United States defence secretary Pete Hegseth has urged a sharp rise in military spending, arguing that American economic stability depends on armed forces strong enough to deter rivals such as China.
Writing in the New York Post on June 23, he said the greatest threat to national security was under-investment in the military rather than the growing national debt. He claimed that if the country lost its military edge, “no amount of fiscal austerity” could keep its economy healthy.
The intervention was intended to defend President Donald Trump’s proposed $1.5 trillion (€1.32 trillion) defence budget for the 2027 fiscal year. That request is the largest in US history and around 42 per cent above current levels.
It has drawn criticism from fiscal conservatives and non-interventionists, and Hegseth has been briefing members of Congress to win their backing. He said the Pentagon, renamed the Department of War in 2025, had stripped out billions of dollars in redundant spending after an internal review.

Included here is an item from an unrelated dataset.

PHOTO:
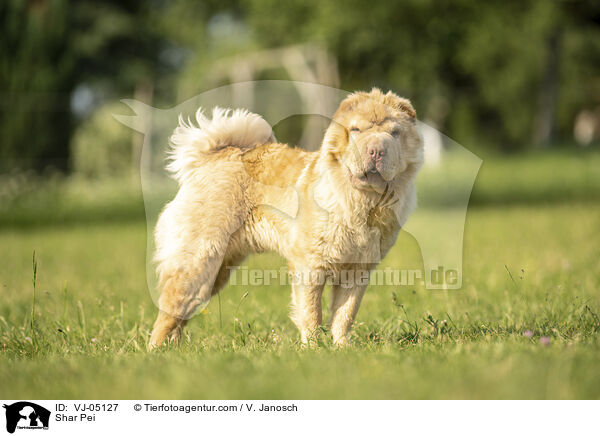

He added that the department would aim to pass its first full financial audit by 2028, earlier than planned, having never managed to do so before.
The argument echoed the pressure Hegseth has placed on European allies. On June 18 at NATO headquarters in Brussels, he ordered a six-month review of US forces in Europe and warned that American contributions would fall if member states did not meet agreed spending targets.
NATO leaders pledged at The Hague in June 2025 to spend 5 per cent of GDP on defence by 2035, of which 3.5 per cent would go on core military needs. Allies are due to set out credible plans at a summit in Ankara, Turkey, beginning July 7.
Hegseth has repeatedly accused European governments of leaning on US power while underfunding their own forces. Spain, which secured an exemption from the 5 per cent goal, has faced scepticism from other members over whether it can meet its commitments.
In the article he cast military strength as the bedrock of American prosperity, writing that an unchallenged United States could borrow cheaply and set the terms of global trade. He listed urgency, speed, efficiency, competition and lethality as the new guiding principles of the renamed department.